Note: Screenshot was obtained from Katie Phan’s Twitter post (NBC and MSNBC Legal Contributor).

The Implications of Rule 11?

When law firms consider protocols for prospective client review, they are obligated to consider the merits of the claims. Rule 11 of the Federal Rules of Civil Procedure, section (b) states:

(b) Representations to the Court. By presenting to the court (whether by signing, filing, submitting, or later advocating) a pleading, written motion, or other paper, an attorney or unrepresented party is certifying that to the best of the person’s knowledge, information, and belief, formed after an inquiry reasonable under the circumstances,

  1. It is not being presented for any improper purpose, such as to harass or to cause unnecessary delay or needless increase in the cost of litigation;
  2. The claims, defenses, and other legal contentions therein are warranted by existing law or by a nonfrivolous argumentfor the extension, modification, or reversal of existing law or the establishment of new law;
    1. The allegations and other factual contentions have evidentiary support or, if specifically so identified, are likely to have evidentiary support after a reasonable opportunity for further investigation or discovery; and
    2. The denials of factual contentions are warranted on the evidence or, if specifically so identified, are reasonably based on a lack of information or belief.

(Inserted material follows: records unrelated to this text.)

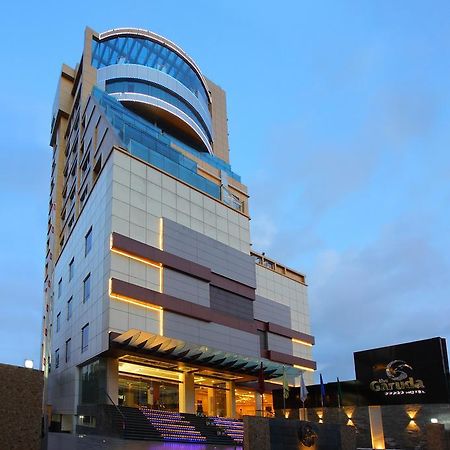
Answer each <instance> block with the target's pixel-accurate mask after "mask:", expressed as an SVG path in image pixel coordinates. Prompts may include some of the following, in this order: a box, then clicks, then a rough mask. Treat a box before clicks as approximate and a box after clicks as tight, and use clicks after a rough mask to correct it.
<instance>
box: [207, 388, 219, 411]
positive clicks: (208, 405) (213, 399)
mask: <svg viewBox="0 0 450 450" xmlns="http://www.w3.org/2000/svg"><path fill="white" fill-rule="evenodd" d="M216 414H217V411H216V390H215V389H213V388H208V416H215V415H216Z"/></svg>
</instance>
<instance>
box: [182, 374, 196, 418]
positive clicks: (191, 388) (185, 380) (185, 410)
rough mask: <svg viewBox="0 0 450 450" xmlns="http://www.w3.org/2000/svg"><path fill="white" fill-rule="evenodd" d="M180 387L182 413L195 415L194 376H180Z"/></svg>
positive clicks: (184, 375) (194, 394)
mask: <svg viewBox="0 0 450 450" xmlns="http://www.w3.org/2000/svg"><path fill="white" fill-rule="evenodd" d="M180 381H181V383H180V385H179V404H180V412H182V413H183V412H184V413H188V414H195V386H194V374H192V373H186V372H184V373H182V374H180Z"/></svg>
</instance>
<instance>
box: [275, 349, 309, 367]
mask: <svg viewBox="0 0 450 450" xmlns="http://www.w3.org/2000/svg"><path fill="white" fill-rule="evenodd" d="M267 356H268V358H269V359H270V360H272V361H276V362H280V363H282V364H290V365H291V366H293V365H294V364H295V365H298V366H303V367H308V368H309V369H314V370H316V368H317V366H316V363H315V361H310V360H309V359H304V358H299V357H298V356H293V355H287V354H286V353H280V352H274V351H273V350H268V351H267Z"/></svg>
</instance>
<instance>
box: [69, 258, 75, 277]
mask: <svg viewBox="0 0 450 450" xmlns="http://www.w3.org/2000/svg"><path fill="white" fill-rule="evenodd" d="M73 262H74V258H72V259H71V261H70V263H69V281H71V280H72V278H73Z"/></svg>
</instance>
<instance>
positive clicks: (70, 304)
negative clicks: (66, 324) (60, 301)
mask: <svg viewBox="0 0 450 450" xmlns="http://www.w3.org/2000/svg"><path fill="white" fill-rule="evenodd" d="M71 317H72V297H70V298H69V300H67V320H70V318H71Z"/></svg>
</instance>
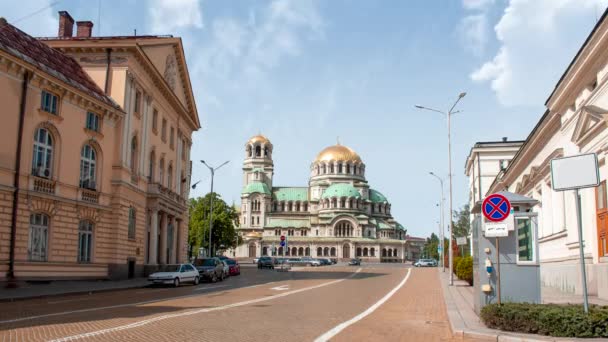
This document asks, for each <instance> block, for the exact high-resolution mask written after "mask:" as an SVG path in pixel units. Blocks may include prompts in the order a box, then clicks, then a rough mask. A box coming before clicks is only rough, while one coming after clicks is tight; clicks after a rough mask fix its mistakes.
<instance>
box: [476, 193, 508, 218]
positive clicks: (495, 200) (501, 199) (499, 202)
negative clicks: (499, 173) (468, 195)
mask: <svg viewBox="0 0 608 342" xmlns="http://www.w3.org/2000/svg"><path fill="white" fill-rule="evenodd" d="M481 211H482V212H483V216H485V218H486V219H488V220H489V221H492V222H501V221H504V220H505V219H506V218H507V216H509V213H510V212H511V203H510V202H509V200H508V199H507V198H506V197H505V196H503V195H501V194H492V195H490V196H488V197H486V199H484V200H483V203H482V205H481Z"/></svg>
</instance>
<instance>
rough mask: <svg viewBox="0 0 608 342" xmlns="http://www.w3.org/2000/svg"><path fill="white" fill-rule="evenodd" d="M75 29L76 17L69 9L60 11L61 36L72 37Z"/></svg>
mask: <svg viewBox="0 0 608 342" xmlns="http://www.w3.org/2000/svg"><path fill="white" fill-rule="evenodd" d="M73 29H74V19H73V18H72V16H71V15H70V13H68V12H67V11H59V33H57V36H59V38H70V37H72V32H73Z"/></svg>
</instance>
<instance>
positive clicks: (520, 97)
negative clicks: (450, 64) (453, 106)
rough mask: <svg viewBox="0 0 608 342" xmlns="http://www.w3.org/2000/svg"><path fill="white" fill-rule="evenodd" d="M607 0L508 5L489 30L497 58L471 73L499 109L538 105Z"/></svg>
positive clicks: (587, 31)
mask: <svg viewBox="0 0 608 342" xmlns="http://www.w3.org/2000/svg"><path fill="white" fill-rule="evenodd" d="M607 3H608V1H607V0H511V1H510V2H509V4H508V6H507V8H506V9H505V12H504V15H503V16H502V18H501V19H500V21H499V22H498V24H497V25H496V27H495V31H496V37H497V39H498V41H499V42H500V47H499V49H498V52H497V54H496V55H495V56H494V57H493V58H492V59H491V60H489V61H487V62H485V63H484V64H483V65H482V66H480V67H479V68H478V69H477V70H475V71H474V72H473V73H472V74H471V79H473V80H474V81H478V82H483V81H486V82H490V84H491V87H492V89H493V90H494V91H495V93H496V95H497V97H498V100H499V101H500V102H501V103H502V104H504V105H532V104H537V105H538V104H540V103H543V102H544V100H545V99H546V97H547V96H548V94H549V93H550V91H551V89H552V87H553V85H554V84H555V82H556V81H557V80H558V79H559V77H560V75H561V74H562V72H563V71H564V70H565V69H566V67H567V66H568V63H569V62H570V61H571V60H572V58H573V57H574V55H575V54H576V51H577V50H578V49H579V47H580V46H581V45H582V43H583V42H584V40H585V37H586V36H587V35H588V34H589V32H590V30H591V28H592V27H593V25H594V24H595V21H596V18H598V15H599V14H601V12H602V11H603V9H604V8H605V6H606V4H607Z"/></svg>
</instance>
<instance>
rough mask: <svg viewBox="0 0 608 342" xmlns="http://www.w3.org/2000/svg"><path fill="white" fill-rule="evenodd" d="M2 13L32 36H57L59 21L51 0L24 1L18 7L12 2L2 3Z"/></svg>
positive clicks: (14, 24) (25, 31)
mask: <svg viewBox="0 0 608 342" xmlns="http://www.w3.org/2000/svg"><path fill="white" fill-rule="evenodd" d="M0 13H2V16H4V17H5V18H6V20H7V21H8V22H9V23H10V24H13V25H14V26H16V27H18V28H19V29H21V30H22V31H24V32H25V33H27V34H29V35H30V36H34V37H50V36H57V30H58V25H59V24H58V22H59V19H58V15H57V12H55V11H54V10H53V8H52V7H51V0H32V1H23V2H20V3H19V5H18V6H16V5H15V3H14V2H12V1H0Z"/></svg>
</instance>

The American Bar Association’s Model Rules of Professional Conduct, upon which most state bar associations rules rely, specifies that a lawyer shall not bring an action unless a basis exists in law and fact for so doing. This rule implies that lawyers must conduct due diligence in understanding the facts of the matter and reasonably determine in good faith that the claims are supported by evidence.

While it is rare that the courts exercise their option to enforce it, Rule 11(c) provides the authority for judges to impose sanctions against lawyers who have violated Rule 11(b).

Porter Wright did not provide a detailed reason for their withdraw, however, some reporters have speculated that it had much to do with public pressure and Rule 11.